My approach to statistical modeling is to take my knowledge and beliefs about the process that generates the data and explicitly encode them into a model. The approach is called model-based machine learning; an idea described quite well by Chris Bishop in an intro to a book he wrote on the topic.
Model-based machine learning contrasts with a broader class of methods statistical machine learning, which seeks to find nuanced statistical patterns in the data and uses those patterns to make predictions. Model-based machine learning also does this, but it finds patterns consistent with my knowledge and beliefs.
I take model-based machine learning and stretch it a bit further. I try to build in as many assumptions about the actual mechanisms driving the data as I can.

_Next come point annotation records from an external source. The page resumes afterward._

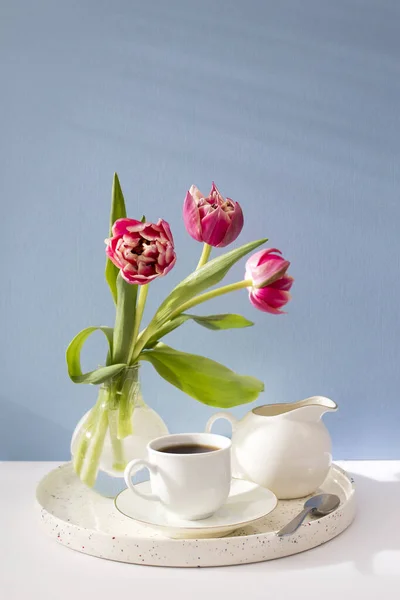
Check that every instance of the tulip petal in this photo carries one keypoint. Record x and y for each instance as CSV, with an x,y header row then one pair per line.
x,y
195,193
191,217
121,226
270,271
236,226
214,227
284,283
167,230
269,299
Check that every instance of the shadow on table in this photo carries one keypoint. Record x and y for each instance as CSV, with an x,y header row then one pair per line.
x,y
371,532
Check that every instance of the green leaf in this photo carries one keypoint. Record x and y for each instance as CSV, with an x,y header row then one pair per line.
x,y
118,211
73,357
219,322
202,378
198,281
214,322
124,320
167,328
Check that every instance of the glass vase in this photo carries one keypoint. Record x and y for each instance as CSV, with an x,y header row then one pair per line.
x,y
116,430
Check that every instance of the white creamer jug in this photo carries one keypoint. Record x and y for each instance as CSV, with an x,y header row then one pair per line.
x,y
283,447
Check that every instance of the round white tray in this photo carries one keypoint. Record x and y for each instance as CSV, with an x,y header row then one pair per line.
x,y
82,520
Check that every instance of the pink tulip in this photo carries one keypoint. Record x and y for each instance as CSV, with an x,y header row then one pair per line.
x,y
270,289
213,219
143,251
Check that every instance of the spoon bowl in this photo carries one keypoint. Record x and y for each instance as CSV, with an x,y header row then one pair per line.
x,y
319,505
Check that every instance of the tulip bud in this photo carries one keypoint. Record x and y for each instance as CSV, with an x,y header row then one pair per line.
x,y
143,251
214,220
270,289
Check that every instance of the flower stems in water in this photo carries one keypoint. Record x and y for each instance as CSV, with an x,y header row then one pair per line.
x,y
205,255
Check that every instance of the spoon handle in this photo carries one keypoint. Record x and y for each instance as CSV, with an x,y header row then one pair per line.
x,y
294,523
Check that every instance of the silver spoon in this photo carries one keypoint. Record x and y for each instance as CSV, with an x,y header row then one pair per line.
x,y
320,505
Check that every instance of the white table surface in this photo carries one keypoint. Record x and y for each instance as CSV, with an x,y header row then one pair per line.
x,y
362,562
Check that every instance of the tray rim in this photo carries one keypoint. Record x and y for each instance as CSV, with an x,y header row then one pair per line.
x,y
348,504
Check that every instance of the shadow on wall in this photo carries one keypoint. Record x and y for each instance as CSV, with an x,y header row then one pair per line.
x,y
38,437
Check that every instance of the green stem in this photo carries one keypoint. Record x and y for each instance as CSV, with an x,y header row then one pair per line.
x,y
226,289
127,396
205,255
141,302
117,445
84,440
91,446
142,340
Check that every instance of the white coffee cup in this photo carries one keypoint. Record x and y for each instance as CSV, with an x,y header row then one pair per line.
x,y
192,486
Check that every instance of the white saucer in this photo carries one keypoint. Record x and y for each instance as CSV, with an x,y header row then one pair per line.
x,y
247,502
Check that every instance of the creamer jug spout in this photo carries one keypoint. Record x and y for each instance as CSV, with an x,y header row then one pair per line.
x,y
312,409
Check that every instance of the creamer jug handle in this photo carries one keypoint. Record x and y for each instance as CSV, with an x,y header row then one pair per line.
x,y
226,416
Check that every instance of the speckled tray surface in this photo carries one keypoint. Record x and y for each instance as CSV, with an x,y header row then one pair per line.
x,y
80,519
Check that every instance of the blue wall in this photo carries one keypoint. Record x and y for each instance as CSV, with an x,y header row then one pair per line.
x,y
292,107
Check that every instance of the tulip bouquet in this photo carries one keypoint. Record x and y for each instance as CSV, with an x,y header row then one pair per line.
x,y
137,253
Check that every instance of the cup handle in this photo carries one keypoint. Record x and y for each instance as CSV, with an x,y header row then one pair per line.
x,y
136,465
226,416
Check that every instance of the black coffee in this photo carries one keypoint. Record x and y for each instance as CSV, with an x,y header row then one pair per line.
x,y
188,449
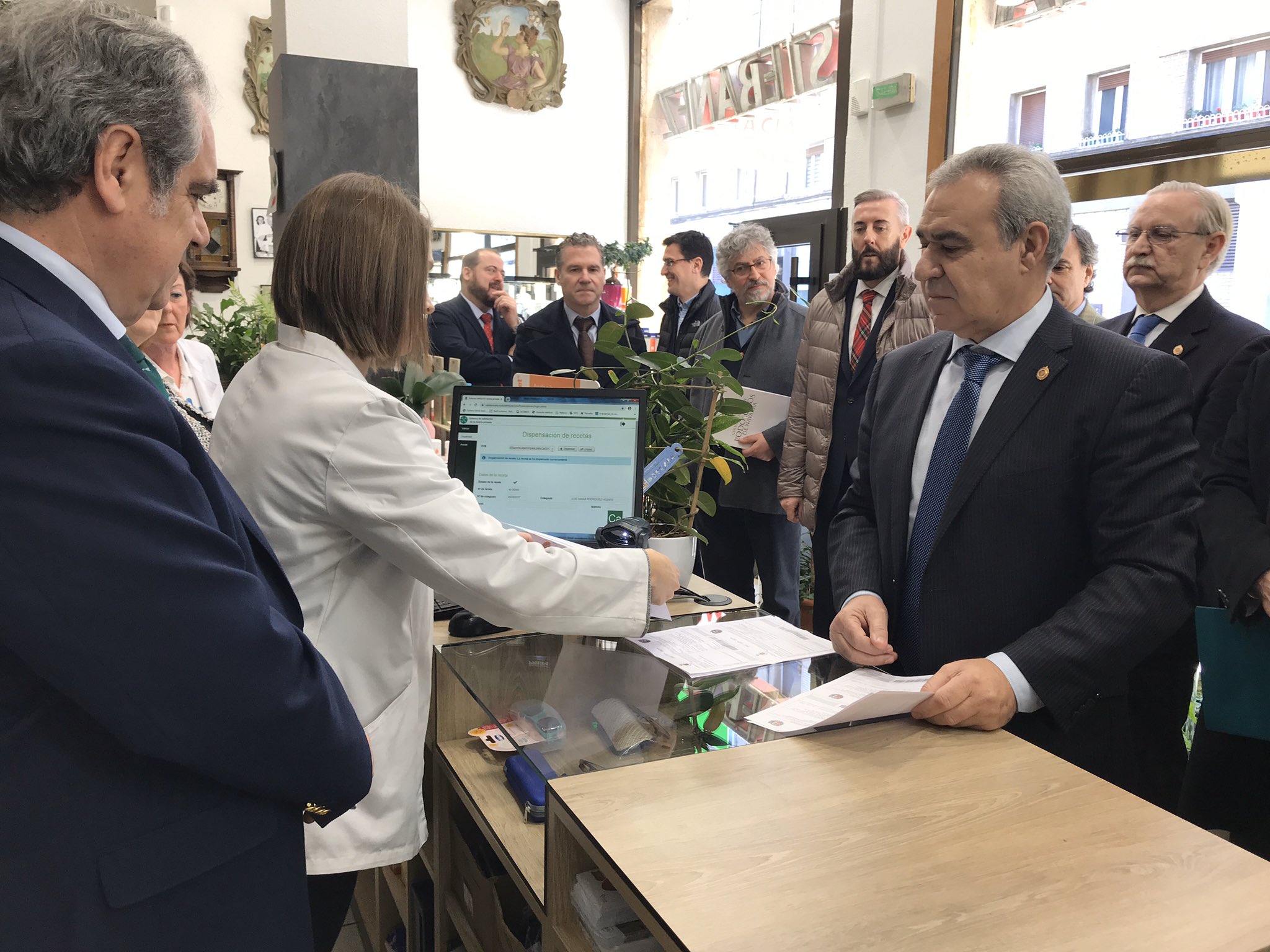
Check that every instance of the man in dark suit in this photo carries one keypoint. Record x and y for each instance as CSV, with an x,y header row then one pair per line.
x,y
1024,524
479,325
686,267
865,311
1176,238
164,723
1227,775
562,337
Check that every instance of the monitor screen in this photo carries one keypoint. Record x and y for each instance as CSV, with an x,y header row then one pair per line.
x,y
557,461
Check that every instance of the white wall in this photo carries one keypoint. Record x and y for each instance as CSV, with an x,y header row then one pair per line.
x,y
887,149
489,168
219,33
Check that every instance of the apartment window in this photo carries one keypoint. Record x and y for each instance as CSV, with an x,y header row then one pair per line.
x,y
1030,120
1112,103
814,165
1235,81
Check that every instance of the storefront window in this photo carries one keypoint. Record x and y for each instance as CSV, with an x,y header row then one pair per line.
x,y
1055,75
752,139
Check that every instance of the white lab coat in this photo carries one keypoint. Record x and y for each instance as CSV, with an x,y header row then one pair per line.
x,y
366,521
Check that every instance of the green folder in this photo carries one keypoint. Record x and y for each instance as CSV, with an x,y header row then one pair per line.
x,y
1235,664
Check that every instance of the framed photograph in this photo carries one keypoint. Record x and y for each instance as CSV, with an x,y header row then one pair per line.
x,y
512,51
262,232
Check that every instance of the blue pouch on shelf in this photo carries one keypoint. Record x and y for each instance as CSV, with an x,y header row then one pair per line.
x,y
527,776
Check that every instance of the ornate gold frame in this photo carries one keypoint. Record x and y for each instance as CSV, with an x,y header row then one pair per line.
x,y
469,15
255,89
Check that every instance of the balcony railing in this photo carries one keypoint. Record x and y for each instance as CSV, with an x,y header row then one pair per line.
x,y
1103,139
1198,120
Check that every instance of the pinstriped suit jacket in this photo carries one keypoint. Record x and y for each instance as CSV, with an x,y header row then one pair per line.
x,y
1070,536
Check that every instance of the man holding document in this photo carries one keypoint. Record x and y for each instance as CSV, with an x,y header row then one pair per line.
x,y
761,322
1024,523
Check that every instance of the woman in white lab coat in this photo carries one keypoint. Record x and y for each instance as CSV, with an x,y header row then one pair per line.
x,y
365,518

A model with "mechanisms" could be something like a differential equation, a law of physics, a set of logical premises, or theory from economics, cognitive science, or linguistics. The approach depends on the domain.
I like I explicitly to build assumptions about mechanisms into my models because they make the models falsifiable.
Falsifiability means a model can be refuted by evidence. If your model suggests something should be true, and that thing is not true in the data you observe, then that data has falsified your model.
One of the practical advantages of building falsifiable models is it lets you know when the sands are shifting under your feet. Your model might be working fine and predict well, but once reality starts contradicting the assumptions underpinning your model, you know you should update the model before those predictions go off the rails.
Billionaire investor George Soros (that guy at the heart of a basically every conspiracy theory on the right) attributes his wealth to this manner of thinking. He develops models about how the markets are moving, trades on them, while at the same time seeking evidence about how they might be wrong. If he's wrong, he updates his models. Boom! Billionaire.
I'm only rich because I know when I'm wrong … I basically have survived by recognizing my mistakes.
~ George Soros
Interesting? Help me find other like-minded modelers.
Falsifiability helps me focus.
Let's define the term "model" a bit more loosely. Code that takes in data and spits out predictions in a computer is an algorithmic statistical model. But more broadly, any artifact that incorporates evidence about the world and makes predictions for how the world works is also a model. This definition includes the mental models that we have in our head, or that exist as memes on social media.
The popular culture is awash with non-falsifiable "models." These are the modern-day religions, the tribal shibboleths, the media narratives, the hashtags.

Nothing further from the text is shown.